I don’t understand why this little hall has taken you so long?
Trade Entrance in detail
The Trade Entrance (side door and hall) has taken a lot of attention perhaps more than any other room since the kitchen. It had been mucked around with over the years and by the time we moved in it was a very narrow dark fire exit corridor (see something is not right). Four months later and we are nearly finished.
For such an inconsequential space it certainly has taken a consequential amount of work, it is in the centre of the house and used to direct all the different services in the house and when it was an office.
- Tannoy system
- fire alarm system
- hot water system
- lead pipes
Main issues were moving the screen, mending all the original fancy plaster work, mending and replacing all of the four doors, removing lead pipes, installing heating, chasing in electrical work, restoring quarry tiles and mending leaded windows. We managed to do a lot of this work ourselves. This photo shows the room about a third of the way through. The screen is down, the side door and window changed, the quarry tiles on their way to being restored.
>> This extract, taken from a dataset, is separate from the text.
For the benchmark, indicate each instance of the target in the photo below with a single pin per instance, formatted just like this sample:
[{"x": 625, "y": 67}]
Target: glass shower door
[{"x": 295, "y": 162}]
There are four doors in this small place and only one was original when we moved in. The outside door was replaced as a fire excape door, the bathroom door had been changed to a cheap wrong sized modern door and the door into the kitchen had been changed to a fire door complete with locks. The one original door was part of the stained glass screen, it had been mucked around with and damaged but it still remained. All the doors had office type door handles.
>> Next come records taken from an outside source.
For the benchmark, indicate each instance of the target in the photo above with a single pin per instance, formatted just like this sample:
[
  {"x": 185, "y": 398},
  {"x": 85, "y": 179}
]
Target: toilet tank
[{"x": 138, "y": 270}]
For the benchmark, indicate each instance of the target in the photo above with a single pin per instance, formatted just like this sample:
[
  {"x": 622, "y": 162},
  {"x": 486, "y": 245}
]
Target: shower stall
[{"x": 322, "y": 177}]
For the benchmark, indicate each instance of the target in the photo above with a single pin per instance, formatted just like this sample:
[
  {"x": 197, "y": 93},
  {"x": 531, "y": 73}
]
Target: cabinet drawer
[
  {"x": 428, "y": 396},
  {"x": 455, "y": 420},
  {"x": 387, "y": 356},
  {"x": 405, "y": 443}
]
We have covered this off in detail before (tradesmans entrance) but LOOK at the difference where there was dark now there is LIGHT.
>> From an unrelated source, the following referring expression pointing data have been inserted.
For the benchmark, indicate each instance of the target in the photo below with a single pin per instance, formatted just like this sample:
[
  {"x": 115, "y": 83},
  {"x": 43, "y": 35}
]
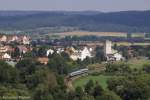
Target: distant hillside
[{"x": 126, "y": 21}]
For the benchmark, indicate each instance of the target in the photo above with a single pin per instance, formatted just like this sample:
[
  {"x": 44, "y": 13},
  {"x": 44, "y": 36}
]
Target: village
[{"x": 13, "y": 44}]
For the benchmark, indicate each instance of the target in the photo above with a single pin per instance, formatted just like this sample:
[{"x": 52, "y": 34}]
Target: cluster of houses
[
  {"x": 6, "y": 50},
  {"x": 111, "y": 54},
  {"x": 84, "y": 52},
  {"x": 81, "y": 53},
  {"x": 14, "y": 38}
]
Originally the front two family rooms were separated from the servants area and the trade door by a fancy stained glass screen. This screen still remained when we bought the house almost perfectly intact. The door had taken more abuse with broken panes a worrying bow and plywood screen to change the shape. Mending the stained glass screen door ,meant revealing the true shape of the leads, removing the leaded glass, getting broken pieces of glass repaired, flattening the bow out and putting new bars across the back
Door to the Kitchen
This is the best photo of this door, it was taken to show all the work to rebuild the kitchen cupboard, which had been ripped out but the outside frame remained. The door is just a massive slab of wood, no features (unless you include the dead locks and the big sticker on it which said Fire Door). We always left this door open.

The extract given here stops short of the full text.